The term you are looking for is "Inertia" - the resistance an object has to movement. Normally inertia is proportional to mass - except when we talking about rotational inertia - where it is proportional to the radius of rotation squared times the mass. In wheels, much of the mass is concentrated in the rim area (as opposed to the spyder) - BUT - differences in mass (weight) might not be. Put another way, a lighter wheel might not have a lower rotational inertia since it is possible for the differences in weight to be in the spyder area of the wheel.

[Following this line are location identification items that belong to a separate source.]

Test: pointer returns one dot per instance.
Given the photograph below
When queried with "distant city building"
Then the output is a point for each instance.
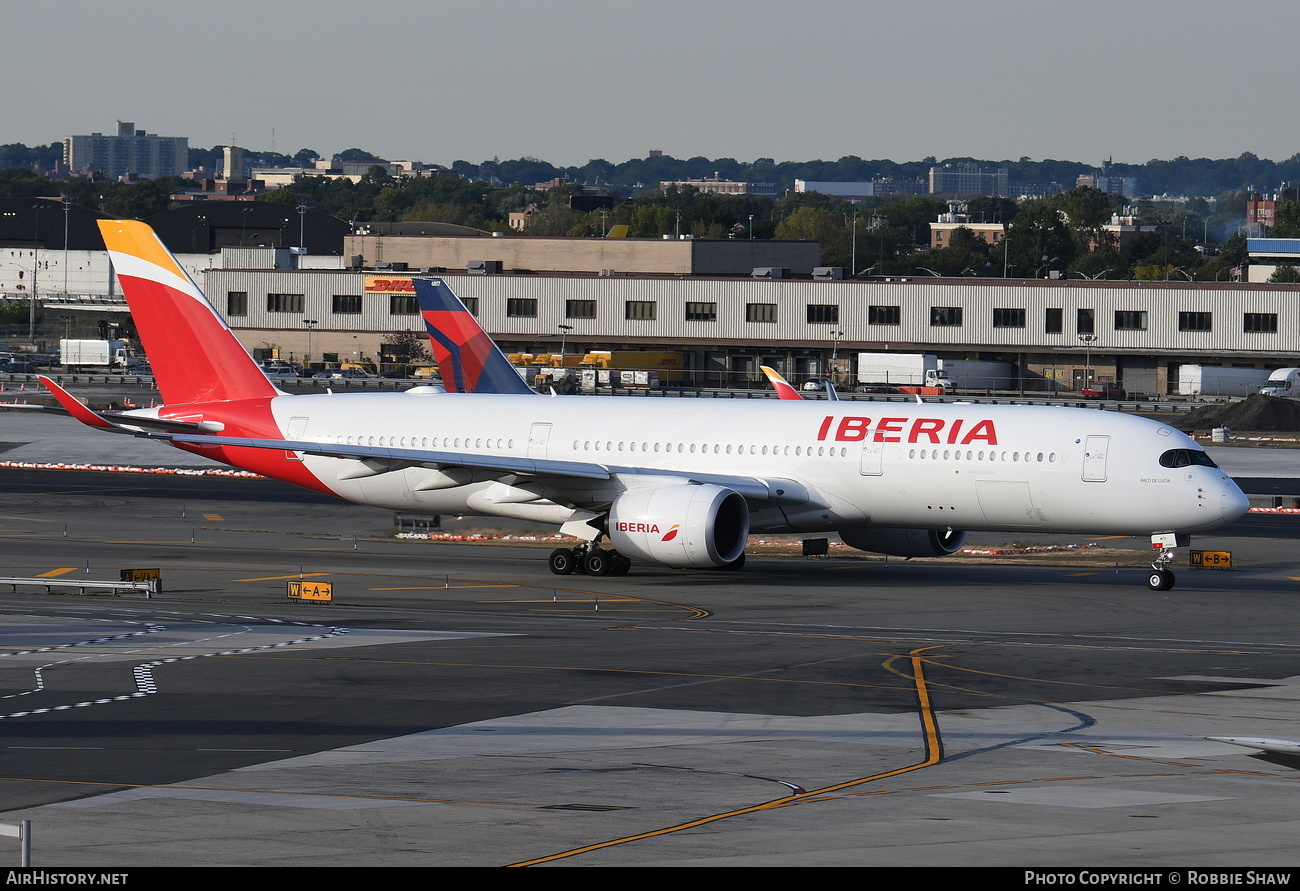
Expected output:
(1035, 190)
(1266, 254)
(967, 180)
(232, 163)
(891, 186)
(1125, 229)
(1262, 207)
(1108, 182)
(957, 217)
(147, 155)
(519, 220)
(719, 186)
(853, 191)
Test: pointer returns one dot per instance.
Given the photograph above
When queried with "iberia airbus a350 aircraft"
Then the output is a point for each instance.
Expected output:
(680, 483)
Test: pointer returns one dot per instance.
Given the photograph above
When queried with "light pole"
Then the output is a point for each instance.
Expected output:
(1087, 340)
(35, 267)
(835, 354)
(68, 206)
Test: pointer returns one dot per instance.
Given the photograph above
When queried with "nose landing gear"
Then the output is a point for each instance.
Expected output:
(1161, 578)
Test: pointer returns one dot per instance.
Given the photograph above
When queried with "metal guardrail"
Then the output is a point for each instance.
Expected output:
(147, 588)
(22, 831)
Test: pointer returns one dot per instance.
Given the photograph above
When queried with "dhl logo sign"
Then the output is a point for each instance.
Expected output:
(389, 285)
(906, 429)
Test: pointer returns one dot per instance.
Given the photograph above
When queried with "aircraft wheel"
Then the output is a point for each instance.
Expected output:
(1160, 579)
(562, 561)
(598, 562)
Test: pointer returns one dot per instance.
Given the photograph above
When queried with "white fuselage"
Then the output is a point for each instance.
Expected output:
(861, 463)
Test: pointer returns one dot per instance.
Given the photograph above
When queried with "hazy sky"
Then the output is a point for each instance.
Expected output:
(567, 81)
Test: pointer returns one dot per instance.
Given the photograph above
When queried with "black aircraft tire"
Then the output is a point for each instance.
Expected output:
(598, 562)
(562, 561)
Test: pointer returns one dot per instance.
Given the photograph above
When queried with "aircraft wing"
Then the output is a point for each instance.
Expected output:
(113, 422)
(381, 459)
(783, 389)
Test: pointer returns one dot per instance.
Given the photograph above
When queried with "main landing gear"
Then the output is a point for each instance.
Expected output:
(588, 558)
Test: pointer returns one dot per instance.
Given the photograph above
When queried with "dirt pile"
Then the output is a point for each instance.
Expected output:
(1256, 414)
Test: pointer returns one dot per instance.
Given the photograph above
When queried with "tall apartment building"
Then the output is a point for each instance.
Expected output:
(967, 180)
(147, 155)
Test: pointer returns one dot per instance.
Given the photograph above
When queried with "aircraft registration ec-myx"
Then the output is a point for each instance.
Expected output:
(679, 483)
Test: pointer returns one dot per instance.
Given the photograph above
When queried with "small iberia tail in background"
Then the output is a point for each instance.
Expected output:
(783, 388)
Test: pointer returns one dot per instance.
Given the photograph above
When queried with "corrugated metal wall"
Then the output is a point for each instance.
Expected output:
(1162, 302)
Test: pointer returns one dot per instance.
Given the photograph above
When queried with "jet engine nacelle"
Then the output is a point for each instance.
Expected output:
(697, 526)
(905, 543)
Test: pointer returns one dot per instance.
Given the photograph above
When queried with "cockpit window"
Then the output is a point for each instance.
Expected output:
(1186, 458)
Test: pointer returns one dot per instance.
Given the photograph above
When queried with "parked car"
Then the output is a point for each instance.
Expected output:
(1103, 390)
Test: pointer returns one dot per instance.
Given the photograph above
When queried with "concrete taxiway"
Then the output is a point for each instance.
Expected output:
(459, 705)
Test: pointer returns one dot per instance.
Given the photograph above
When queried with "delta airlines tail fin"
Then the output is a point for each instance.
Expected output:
(468, 360)
(194, 354)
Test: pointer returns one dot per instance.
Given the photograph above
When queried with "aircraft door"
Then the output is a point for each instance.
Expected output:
(538, 438)
(872, 453)
(1095, 458)
(297, 432)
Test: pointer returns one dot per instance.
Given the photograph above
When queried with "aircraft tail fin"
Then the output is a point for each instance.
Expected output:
(194, 354)
(468, 360)
(783, 388)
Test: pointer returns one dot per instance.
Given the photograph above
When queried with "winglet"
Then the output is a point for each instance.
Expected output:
(783, 389)
(68, 402)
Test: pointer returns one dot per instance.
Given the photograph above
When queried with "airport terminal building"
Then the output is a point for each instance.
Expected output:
(304, 286)
(1054, 332)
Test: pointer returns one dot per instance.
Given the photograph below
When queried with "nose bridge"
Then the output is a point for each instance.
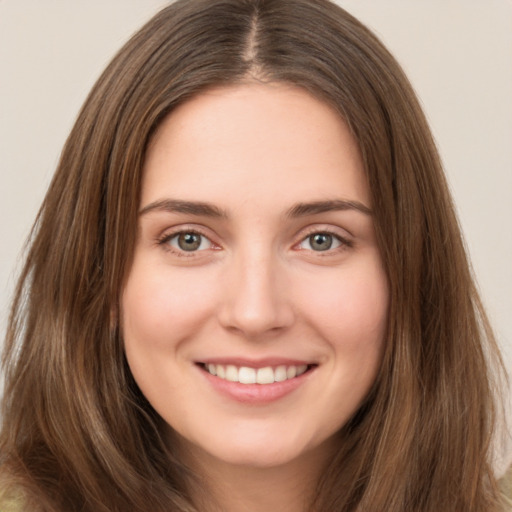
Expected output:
(255, 300)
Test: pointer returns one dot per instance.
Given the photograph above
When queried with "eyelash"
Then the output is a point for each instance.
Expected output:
(167, 237)
(164, 240)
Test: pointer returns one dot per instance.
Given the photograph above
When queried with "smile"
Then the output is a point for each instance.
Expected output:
(248, 375)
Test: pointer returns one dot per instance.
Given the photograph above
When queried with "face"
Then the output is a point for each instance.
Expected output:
(255, 309)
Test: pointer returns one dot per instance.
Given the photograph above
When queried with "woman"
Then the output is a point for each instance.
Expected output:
(246, 287)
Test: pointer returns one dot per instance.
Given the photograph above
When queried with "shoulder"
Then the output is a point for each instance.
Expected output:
(506, 489)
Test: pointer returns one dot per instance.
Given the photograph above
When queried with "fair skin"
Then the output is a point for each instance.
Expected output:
(256, 261)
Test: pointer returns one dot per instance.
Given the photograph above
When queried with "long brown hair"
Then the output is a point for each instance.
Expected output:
(77, 433)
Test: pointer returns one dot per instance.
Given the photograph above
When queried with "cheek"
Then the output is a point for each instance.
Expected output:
(350, 308)
(160, 306)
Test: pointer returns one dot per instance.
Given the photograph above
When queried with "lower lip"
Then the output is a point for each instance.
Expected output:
(256, 393)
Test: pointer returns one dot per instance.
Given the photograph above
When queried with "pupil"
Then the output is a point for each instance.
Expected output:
(189, 241)
(321, 242)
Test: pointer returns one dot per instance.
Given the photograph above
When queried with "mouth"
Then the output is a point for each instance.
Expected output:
(248, 375)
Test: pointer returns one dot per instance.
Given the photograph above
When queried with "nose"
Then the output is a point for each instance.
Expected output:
(255, 296)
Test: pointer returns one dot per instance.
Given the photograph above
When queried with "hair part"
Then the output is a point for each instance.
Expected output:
(77, 432)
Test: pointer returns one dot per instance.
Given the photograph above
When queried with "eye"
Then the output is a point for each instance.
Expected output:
(188, 241)
(320, 242)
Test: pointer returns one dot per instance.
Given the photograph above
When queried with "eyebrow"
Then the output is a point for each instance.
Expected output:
(316, 207)
(203, 209)
(198, 208)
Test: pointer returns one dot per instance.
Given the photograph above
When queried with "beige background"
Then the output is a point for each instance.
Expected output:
(457, 53)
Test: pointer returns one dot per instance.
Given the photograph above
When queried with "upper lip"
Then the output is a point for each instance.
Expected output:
(256, 363)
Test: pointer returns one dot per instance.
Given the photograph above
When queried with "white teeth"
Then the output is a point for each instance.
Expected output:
(280, 374)
(231, 373)
(247, 375)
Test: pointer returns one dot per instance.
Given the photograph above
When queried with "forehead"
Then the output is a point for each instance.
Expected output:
(254, 142)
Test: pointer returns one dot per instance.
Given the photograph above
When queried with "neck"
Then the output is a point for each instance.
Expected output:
(224, 487)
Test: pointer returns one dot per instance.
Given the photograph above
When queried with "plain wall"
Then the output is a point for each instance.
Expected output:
(457, 53)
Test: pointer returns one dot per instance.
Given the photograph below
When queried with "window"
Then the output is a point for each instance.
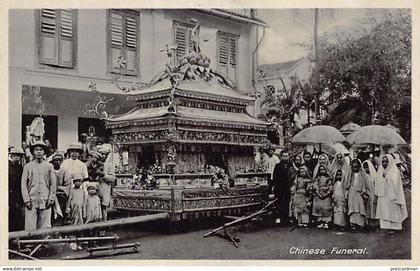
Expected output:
(182, 38)
(227, 54)
(123, 42)
(57, 37)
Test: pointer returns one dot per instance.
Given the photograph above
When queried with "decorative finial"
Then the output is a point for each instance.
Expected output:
(195, 38)
(170, 53)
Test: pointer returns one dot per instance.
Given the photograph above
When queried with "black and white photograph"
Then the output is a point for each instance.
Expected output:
(209, 134)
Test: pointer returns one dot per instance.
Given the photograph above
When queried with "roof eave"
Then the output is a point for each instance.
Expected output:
(227, 15)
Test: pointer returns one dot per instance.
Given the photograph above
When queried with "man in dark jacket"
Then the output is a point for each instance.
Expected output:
(281, 189)
(16, 214)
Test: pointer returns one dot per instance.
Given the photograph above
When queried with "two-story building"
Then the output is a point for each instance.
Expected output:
(73, 67)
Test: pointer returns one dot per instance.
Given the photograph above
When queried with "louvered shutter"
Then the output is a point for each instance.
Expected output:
(223, 50)
(56, 39)
(181, 40)
(131, 44)
(48, 40)
(227, 55)
(232, 51)
(116, 36)
(123, 42)
(66, 38)
(232, 59)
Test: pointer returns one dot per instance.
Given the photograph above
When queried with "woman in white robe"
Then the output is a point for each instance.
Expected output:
(357, 193)
(322, 160)
(340, 163)
(391, 209)
(370, 204)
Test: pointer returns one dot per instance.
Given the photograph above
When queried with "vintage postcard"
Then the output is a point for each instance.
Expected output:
(274, 133)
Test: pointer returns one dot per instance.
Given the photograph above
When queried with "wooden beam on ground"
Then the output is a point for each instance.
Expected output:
(90, 226)
(22, 255)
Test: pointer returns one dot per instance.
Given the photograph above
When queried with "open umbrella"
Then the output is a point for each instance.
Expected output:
(375, 134)
(333, 149)
(318, 134)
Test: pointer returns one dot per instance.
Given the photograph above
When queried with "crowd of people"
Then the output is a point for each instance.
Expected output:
(360, 194)
(54, 188)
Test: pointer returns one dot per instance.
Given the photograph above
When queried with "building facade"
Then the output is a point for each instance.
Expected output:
(74, 67)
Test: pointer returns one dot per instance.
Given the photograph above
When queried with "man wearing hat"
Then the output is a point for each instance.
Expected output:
(39, 186)
(105, 183)
(63, 182)
(94, 166)
(16, 216)
(73, 164)
(272, 161)
(85, 147)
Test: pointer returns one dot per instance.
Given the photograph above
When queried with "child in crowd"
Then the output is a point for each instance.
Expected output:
(92, 208)
(339, 201)
(322, 205)
(300, 194)
(75, 202)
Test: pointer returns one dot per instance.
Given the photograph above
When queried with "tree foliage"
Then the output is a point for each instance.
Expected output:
(369, 77)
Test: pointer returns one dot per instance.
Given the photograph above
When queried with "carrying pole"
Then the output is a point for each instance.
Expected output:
(90, 226)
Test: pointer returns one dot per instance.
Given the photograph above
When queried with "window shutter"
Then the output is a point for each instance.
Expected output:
(131, 45)
(116, 36)
(48, 22)
(123, 41)
(116, 30)
(66, 23)
(232, 51)
(56, 37)
(227, 58)
(223, 49)
(131, 32)
(180, 40)
(48, 39)
(66, 38)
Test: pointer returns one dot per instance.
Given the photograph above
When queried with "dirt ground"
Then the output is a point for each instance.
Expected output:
(264, 240)
(258, 240)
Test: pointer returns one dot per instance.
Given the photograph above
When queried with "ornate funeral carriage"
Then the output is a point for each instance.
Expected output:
(192, 132)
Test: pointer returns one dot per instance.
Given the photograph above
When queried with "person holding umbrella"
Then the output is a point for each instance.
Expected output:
(281, 187)
(271, 161)
(356, 194)
(39, 186)
(391, 207)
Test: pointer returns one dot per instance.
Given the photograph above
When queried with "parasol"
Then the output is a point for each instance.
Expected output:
(333, 149)
(318, 134)
(375, 134)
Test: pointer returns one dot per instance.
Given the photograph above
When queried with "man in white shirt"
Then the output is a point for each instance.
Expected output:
(272, 161)
(73, 164)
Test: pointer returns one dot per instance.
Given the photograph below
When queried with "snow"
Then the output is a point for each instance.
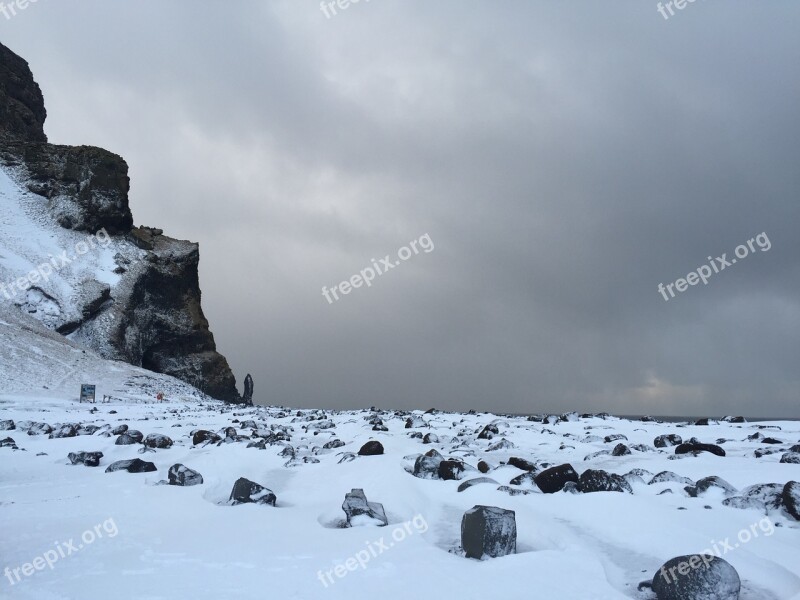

And lastly, consider that if a wheel is 4 pounds lighter and the vehicle weighs 4,000 pounds, that's only 0.1% - and considering 4 wheels and double the rotational inertia loss, we're talking about about a 1% change. You may want to consider that when costing these things out.

Nice looking wheels
 

Forged aluminum wheels can have the same strength as steel with less weight, which is very interesting albeit expensive. How much weight will you save?

The total weight of the vehicle is the primary factor for energy and power calculations, especially when looking at the acceleration phase. But 10 lbs off of 3000 lbs makes little difference in acceleration power and even less at constant speed.

The rotational weight (or mass) of the wheels, also known as the rotational inertia, is the primary factor for calculating the energy and power required to accelerate the wheels. So dropping 10 lbs off of 80 lbs in the drive wheels would make a significant difference in acceleration power of the wheels. For equal acceleration of the vehicle the lighter wheels would be slightly more fuel efficient. Not sure if you could measure it in normal driving, but it might show up in drag racing.

So it will take less power to accelerate a lighter wheel up to a given speed, but a heavier wheel will have a higher angular momentum and kinetic energy and will coast longer.

Thank you. I believe that answers my question!

Counterpoint.

If it's a lightweight car with heavy wheels, it can work out to 2%. (my car - 2500 lb, lose 6 lb per wheel) That's in the same ballpark as power increases claimed from air intakes or exhaust mods, BUT it also benefits ride quality, handling and braking.

You can also move to a smaller diameter wheel. That will improve rotational inertia even more, along with usually being lighter due to the smaller size.

This is an upgrade I'm considering, downsize from my heavy 16" alloys to a 15" sport wheel. Stock rims are 17 lb each, Konig Helium 15" are 11 lb and cost under $100 each. I'd love a set of TE37's but the price... :eek:

BUT not reducing the overall diameter of the tire.
infact please consider increasing the overall diameter of the tire. (many threads on this topic.